Veriasse hesitated. "I've seen men like Gallen before. He will want to follow you. Regardless of your good intentions, you must allow him to follow you, to fight at your side-if necessary, to die at your feet. So many people depend on you! I would advise you to use this man as your tool. He is only one, but his sacrifice might save many others."

Yet Everynne could not bear the thought of watching another guardian die. Especially not one so ignorant as Gallen O'Day, one so innocent.

"Let's get some rest," she said. Everynne crossed the room, blew out the candle. She closed the window and stood for a moment looking out into the dark streets of Clere. There was a little starlight shining on the town. From this height, she could see over several house-trees and buildings, down to the quay. Small fishing boats lay on the rocky shore, dark, like beached pilot whales. Poles in the sand held twisted coils of fishermen's nets, hung out to dry. Everynne could almost smell the kelp and the sea rime upon them. She had passed those nets only an hour before, as she made her way into town, and the memory of that smell came strong to her.

High on the beach, the seagulls had huddled under folded wings, eyeing her darkly, ominously. Almost, it felt as if they were watching now, through this window.


Everynne shivered, moved away from the window quickly and lay on the bed. Veriasse's heavy, uneven breathing came to her, and she listened to it as she drifted off. Veriasse-with his unwavering devotion, his strong back-seemed somehow more than human. Certainly, by the standards of this world, he would not be judged human at all. Her teacher, her friend. He had guarded Everynne's mother for six thousand years. And during the course of Everynne's short life, he had been a solid presence, always at her side. Sometimes she tried to distance herself from him, think of him only as a warrior, the only one of her guardians to survive this journey. But she could tell that he was weary to the bone, worn through. She could not ask that he continue fighting alone.
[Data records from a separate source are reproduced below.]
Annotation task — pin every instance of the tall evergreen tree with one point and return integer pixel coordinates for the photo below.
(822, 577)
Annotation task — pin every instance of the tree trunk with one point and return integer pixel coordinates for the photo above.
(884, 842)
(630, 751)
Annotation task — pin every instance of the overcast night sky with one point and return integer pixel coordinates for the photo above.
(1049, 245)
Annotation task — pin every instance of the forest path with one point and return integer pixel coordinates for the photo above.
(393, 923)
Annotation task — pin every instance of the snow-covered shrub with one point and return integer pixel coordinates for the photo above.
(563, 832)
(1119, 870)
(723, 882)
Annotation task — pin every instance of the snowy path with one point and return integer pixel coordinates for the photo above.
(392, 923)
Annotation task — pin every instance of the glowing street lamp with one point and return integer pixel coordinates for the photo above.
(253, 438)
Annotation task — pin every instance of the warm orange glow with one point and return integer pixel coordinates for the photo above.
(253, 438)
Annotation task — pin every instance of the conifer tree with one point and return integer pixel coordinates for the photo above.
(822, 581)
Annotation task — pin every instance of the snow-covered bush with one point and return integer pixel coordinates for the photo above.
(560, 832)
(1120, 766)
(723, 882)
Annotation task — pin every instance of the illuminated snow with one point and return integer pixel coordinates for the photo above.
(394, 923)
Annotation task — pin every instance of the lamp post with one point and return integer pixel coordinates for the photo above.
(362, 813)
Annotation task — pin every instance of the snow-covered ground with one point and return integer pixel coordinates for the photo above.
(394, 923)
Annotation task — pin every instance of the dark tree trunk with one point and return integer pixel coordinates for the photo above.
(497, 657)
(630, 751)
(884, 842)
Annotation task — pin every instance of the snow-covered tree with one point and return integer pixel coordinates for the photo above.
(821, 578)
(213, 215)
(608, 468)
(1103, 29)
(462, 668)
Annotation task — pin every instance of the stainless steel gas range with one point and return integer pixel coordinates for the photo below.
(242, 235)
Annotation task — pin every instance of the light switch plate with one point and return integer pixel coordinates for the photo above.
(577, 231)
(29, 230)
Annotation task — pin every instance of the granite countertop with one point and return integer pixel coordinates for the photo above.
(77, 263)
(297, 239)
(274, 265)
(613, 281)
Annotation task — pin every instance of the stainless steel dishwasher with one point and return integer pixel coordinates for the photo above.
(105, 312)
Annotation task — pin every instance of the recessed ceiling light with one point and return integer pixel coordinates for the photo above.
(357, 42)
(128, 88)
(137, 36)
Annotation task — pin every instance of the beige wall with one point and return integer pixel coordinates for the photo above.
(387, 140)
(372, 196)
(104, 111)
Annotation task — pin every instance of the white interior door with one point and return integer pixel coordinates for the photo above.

The old man sat in the dark at the foot of her bed, wrapped in dark robes-ever faithful, ever determined in the face of overwhelming foes.

With a pang that tore at her heart, Everynne realized what she must do. She needed another guardian, someone to fight beside Veriasse. She knew that men like Gallen O'Day could not resist her. Something in them responded to something in her. It was biological, inevitable. When she had first walked into the inn. She could tell from Gallen's eyes that he believed he had fallen in love. Given an hour in her presence, he would be sure of that love, and within a few days he would become ensnared. Another slave.

Yet there was nothing Everynne could do to dissuade the unyielding devotion of men like Gallen and Veriasse. So Veriasse sat at her feet, waiting to die. Everynne hated her lot in life. But it was her fate. For she had been born a queen among the Tharrin.